Actually I haven't studied Leither's 4 proof games - I reacted on the general concept of proof games where the move order doesn't matter which was in Leither's original post on this. Which is apparently not what he intended. If what n9531l1 says is true than we'd have 4 SPG's separable by an "attribute" or "theme", something the composing community would applaud. But apparently that is not true either. So I can only conclude that within the themes are many more proof games honoring the theme and the length but not the move set. For instance there might be a 1000 proof games without castling and for just one move set there happens to be one move order. All the other 999 proof games without castling exist as well but they contain some moves which can be reordered. Can someone explain how I could ever find the one with one move order and reject the other 999? Then I would have to assess all 1000 proof games, right? And I would have to be sure there is no other move set which features just once among the remaining 999. How do you explain this to any solver?

To be clear, it is different when there are not 1000 but just 1 shortest proof game for each theme. That would be great!

To be clear, Leither's original post (#5805) didn't say move order doesn't count. On the contrary, he claimed that all his position's four SPGs have a unique sequence of moves. I pointed out in the following comment that they would have to, since any particular solution has a unique sequence of moves, or it wouldn't be that solution.

What is it about what I said that leads you to say it is apparently not true?

In the chess composition world, the term "proof game" actually refers to a problem type where unique play is required to reach a specific position. Within this PG genre, problems with more than one unique solution is also normal. This sounds like a contradiction, but in practice, it's easy to tell apart a correct PG with distinct solutions and an unsound PG with dualised play. Typically (though not always), the intentional distinct solutions begin with different first moves and the two precise sequences involve notable thematic changes, whereas in a faulty PG, there are just minor variations (duals) in the play.

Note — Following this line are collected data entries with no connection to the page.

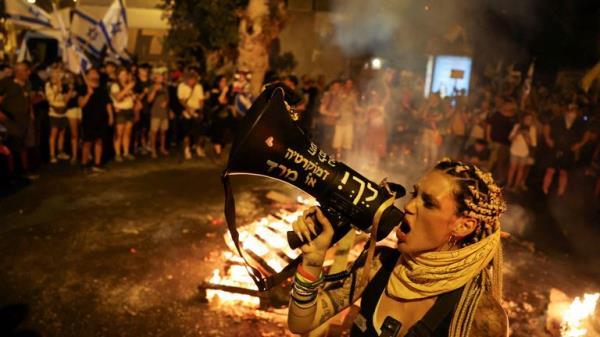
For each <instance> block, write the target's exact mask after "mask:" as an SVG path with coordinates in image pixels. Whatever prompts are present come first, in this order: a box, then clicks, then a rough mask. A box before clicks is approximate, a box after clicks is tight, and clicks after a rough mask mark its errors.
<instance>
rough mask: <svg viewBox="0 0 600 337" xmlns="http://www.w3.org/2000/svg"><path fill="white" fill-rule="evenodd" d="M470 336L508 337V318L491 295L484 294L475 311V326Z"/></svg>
mask: <svg viewBox="0 0 600 337" xmlns="http://www.w3.org/2000/svg"><path fill="white" fill-rule="evenodd" d="M469 336H470V337H507V336H508V316H507V315H506V312H505V311H504V309H503V308H502V306H501V305H500V303H498V301H497V300H496V299H495V298H494V297H493V296H492V294H491V293H487V292H486V293H484V294H483V295H482V297H481V300H479V305H478V306H477V310H476V311H475V317H474V318H473V325H472V326H471V332H470V333H469Z"/></svg>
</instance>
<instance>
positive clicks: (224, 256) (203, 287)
mask: <svg viewBox="0 0 600 337" xmlns="http://www.w3.org/2000/svg"><path fill="white" fill-rule="evenodd" d="M303 202H304V199H299V200H298V205H297V206H296V209H295V210H293V211H288V210H285V209H281V210H279V211H277V212H276V213H273V214H270V215H268V216H266V217H263V218H261V219H259V220H256V221H254V222H252V223H250V224H248V225H246V226H242V227H240V228H239V234H240V242H242V249H243V252H244V254H246V258H247V259H251V260H253V261H254V262H255V263H256V265H257V266H258V267H259V268H260V269H261V272H263V273H265V274H272V273H276V272H277V271H280V270H282V269H283V268H284V267H285V266H286V265H287V264H289V263H290V262H292V261H293V260H294V259H295V258H297V257H298V256H299V255H300V250H299V249H297V250H293V249H291V248H289V246H288V243H287V240H286V233H287V231H288V230H290V228H291V225H292V223H293V222H294V221H295V220H296V219H297V218H298V217H299V216H301V215H302V211H303V208H302V207H301V206H303V205H304V204H303ZM225 242H226V244H227V246H228V247H229V249H230V250H231V251H229V252H223V253H222V256H221V258H222V261H223V263H222V264H221V266H222V267H221V268H217V269H215V270H213V272H212V277H211V278H210V279H209V280H208V281H207V282H204V283H203V284H201V285H200V287H199V288H200V291H201V295H202V296H205V297H206V300H208V301H211V302H218V303H220V304H221V305H224V306H243V307H246V308H254V309H256V308H263V309H266V308H269V307H280V306H284V305H286V304H287V302H288V292H289V289H288V286H289V285H286V284H284V285H282V287H281V288H276V289H273V290H272V291H269V292H260V291H258V288H257V287H256V284H255V283H254V281H253V280H252V278H251V277H250V276H249V274H248V270H247V267H246V266H245V264H244V260H243V259H242V258H241V257H240V256H238V255H237V254H234V253H232V252H234V251H236V248H235V245H234V243H233V240H232V239H231V237H230V235H229V234H226V235H225Z"/></svg>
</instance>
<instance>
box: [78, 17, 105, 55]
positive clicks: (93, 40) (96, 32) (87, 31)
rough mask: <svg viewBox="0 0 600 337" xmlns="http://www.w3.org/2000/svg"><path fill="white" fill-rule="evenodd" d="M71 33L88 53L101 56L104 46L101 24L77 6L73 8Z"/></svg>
mask: <svg viewBox="0 0 600 337" xmlns="http://www.w3.org/2000/svg"><path fill="white" fill-rule="evenodd" d="M71 34H72V38H74V39H75V40H76V41H77V43H78V44H79V45H80V46H81V47H82V48H84V49H85V50H87V51H88V52H89V53H90V54H92V55H94V56H96V57H100V56H101V54H102V49H104V47H105V46H106V39H105V36H104V33H103V31H102V26H101V25H100V23H99V22H98V21H97V20H95V19H94V18H93V17H91V16H90V15H88V14H86V13H84V12H83V11H81V10H80V9H78V8H76V9H74V10H73V19H72V21H71Z"/></svg>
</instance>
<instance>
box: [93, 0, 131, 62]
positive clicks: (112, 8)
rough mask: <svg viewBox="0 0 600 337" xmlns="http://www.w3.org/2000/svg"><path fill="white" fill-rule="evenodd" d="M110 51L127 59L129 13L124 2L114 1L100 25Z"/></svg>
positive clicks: (121, 0) (104, 15)
mask: <svg viewBox="0 0 600 337" xmlns="http://www.w3.org/2000/svg"><path fill="white" fill-rule="evenodd" d="M100 24H101V25H102V32H103V33H104V34H105V37H106V41H107V43H108V46H109V48H110V50H111V51H112V52H113V53H115V54H117V55H119V56H121V57H125V58H127V53H125V49H127V38H128V34H127V11H126V9H125V4H124V2H123V0H114V1H113V3H112V5H110V7H109V8H108V11H106V14H104V18H103V19H102V22H101V23H100Z"/></svg>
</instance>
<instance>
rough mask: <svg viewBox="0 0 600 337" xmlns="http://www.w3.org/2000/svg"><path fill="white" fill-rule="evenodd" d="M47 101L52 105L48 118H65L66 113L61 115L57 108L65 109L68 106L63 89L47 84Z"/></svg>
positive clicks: (66, 100)
mask: <svg viewBox="0 0 600 337" xmlns="http://www.w3.org/2000/svg"><path fill="white" fill-rule="evenodd" d="M45 89H46V90H45V91H46V99H47V100H48V104H49V105H50V109H49V110H48V116H50V117H65V115H64V111H63V113H62V114H59V113H58V112H57V111H56V109H55V108H59V109H64V108H65V106H66V105H67V100H66V97H65V95H64V94H63V93H62V87H57V86H56V85H53V84H52V83H50V82H46V88H45Z"/></svg>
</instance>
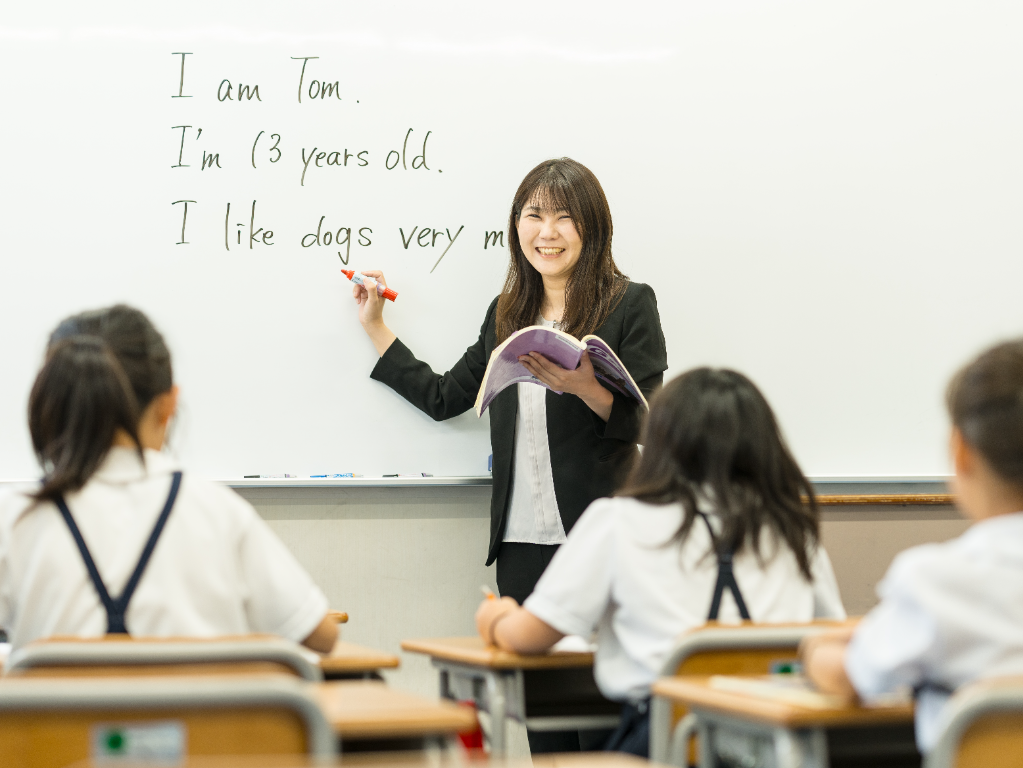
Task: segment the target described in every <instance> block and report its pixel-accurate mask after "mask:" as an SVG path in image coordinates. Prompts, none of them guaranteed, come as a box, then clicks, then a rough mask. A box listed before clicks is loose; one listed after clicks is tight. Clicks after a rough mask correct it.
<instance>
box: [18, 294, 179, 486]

For some examples of PGs with two solutions, see my 2-part introduction to the genre, Proof Games. PGs with three distinct solutions are very rare: see this blog with two examples.

The PG-solving program Euclide does a good job in distinguishing between sound PGs with multiple solutions and cooked PGs. Whatever algorithm it uses, it seems like an "objective" test that matches what human problemists tend to agree on. For instance, the Fool's mate position given in post#5899 is totally uninteresting as a PG and it's indeed marked as "cooked" by the software.

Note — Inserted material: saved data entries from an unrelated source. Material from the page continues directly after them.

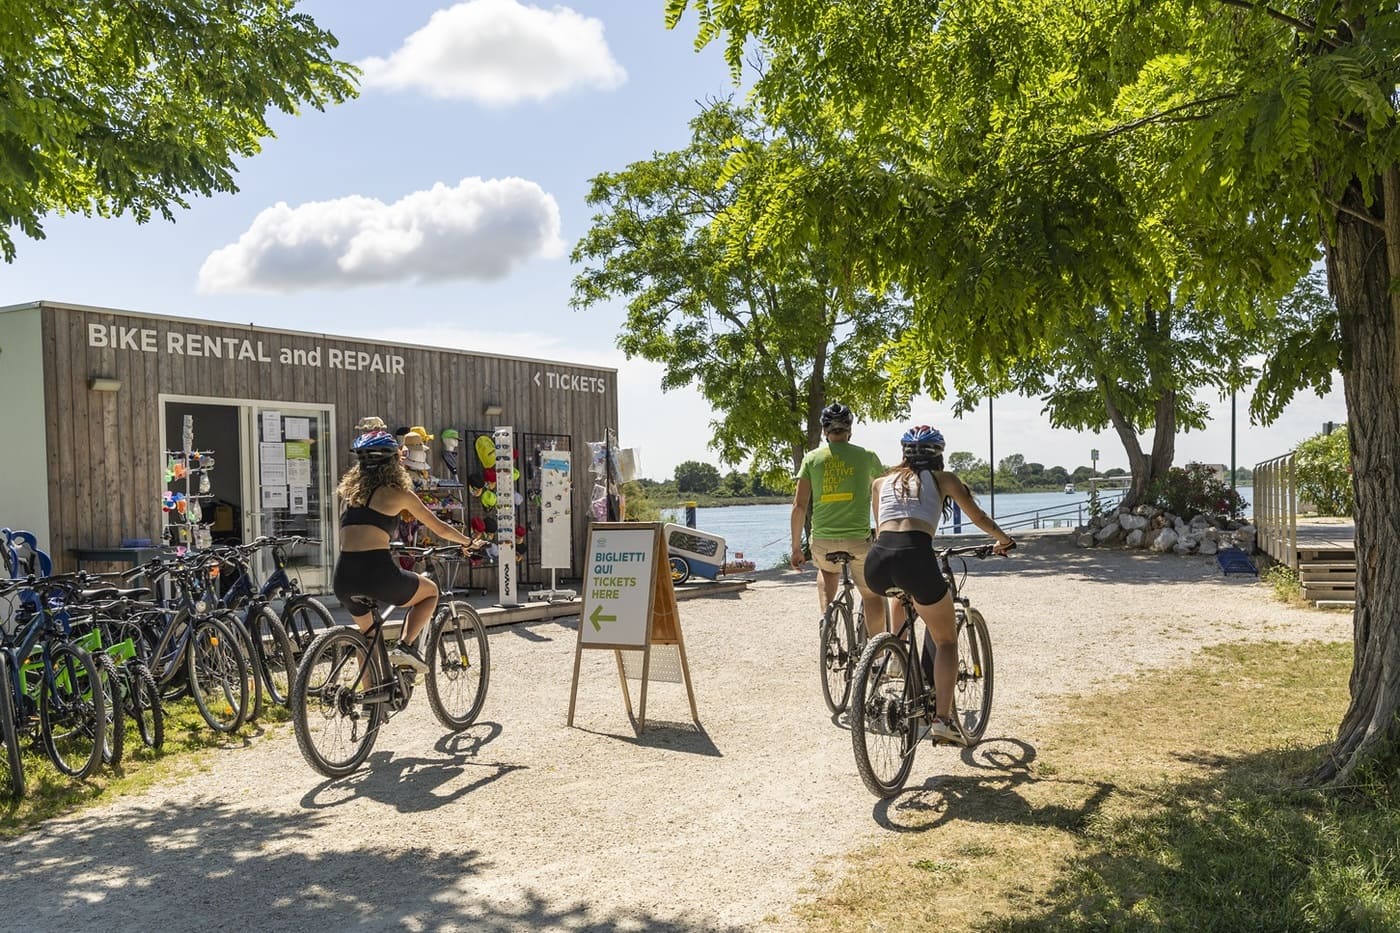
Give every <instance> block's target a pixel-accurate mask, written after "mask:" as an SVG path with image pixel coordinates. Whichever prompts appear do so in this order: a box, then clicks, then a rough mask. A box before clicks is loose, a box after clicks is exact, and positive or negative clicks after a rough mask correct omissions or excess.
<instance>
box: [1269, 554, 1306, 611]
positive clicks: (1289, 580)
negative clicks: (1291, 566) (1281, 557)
mask: <svg viewBox="0 0 1400 933" xmlns="http://www.w3.org/2000/svg"><path fill="white" fill-rule="evenodd" d="M1260 576H1261V577H1263V580H1264V583H1267V584H1268V586H1271V587H1274V595H1275V597H1278V600H1280V601H1282V602H1287V604H1288V605H1298V607H1309V608H1310V607H1312V602H1309V601H1308V600H1305V598H1303V584H1302V583H1301V581H1299V580H1298V574H1296V573H1294V572H1292V570H1291V569H1289V567H1288V566H1285V565H1282V563H1275V565H1273V566H1271V567H1267V569H1266V570H1264V572H1263V574H1260Z"/></svg>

Leither's 4-solution PG is very interesting in showing four different castling possibilities, despite its weakness of having many moves repeated across the four parts. I think it's a fine achievement. Euclide's verdict is that it's sound: "4 distinct solutions".

Thanks, Rocky. You mentioned that PGs with three distinct solutions are very rare, so I assume that's also the case for those with four distinct solutions. Are you aware of any besides the one we now have thanks to Leither's position?

P.S. I'm assuming Stelvio will agree with Euclide once the bug is fixed that caused it to find only two solutions.

Well, I learned something new today! Would you say #5893 is a better example of a position with multiple distinct solutions?

The bug fix for Stelvio is pretty neat. Now I can feel like I was a part of something useful

Yes, I wasn't aware of other examples with 4 solutions from a single setting (twin settings are a bit different). I've just checked on the Schwalbe database and found a PG in 8.0 moves where the stipulation is "2 solutions, each with 2 variations". Here there are 2 different starting moves and each splits into 2 variations. It's kind of moot whether this counts as 4 solutions. By the same token, Leither's PG, because of the same starting move throughout, can be described as having 1 solution with 4 variations. This is why problemists like me who compose multi-solution PGs much prefer different starting moves.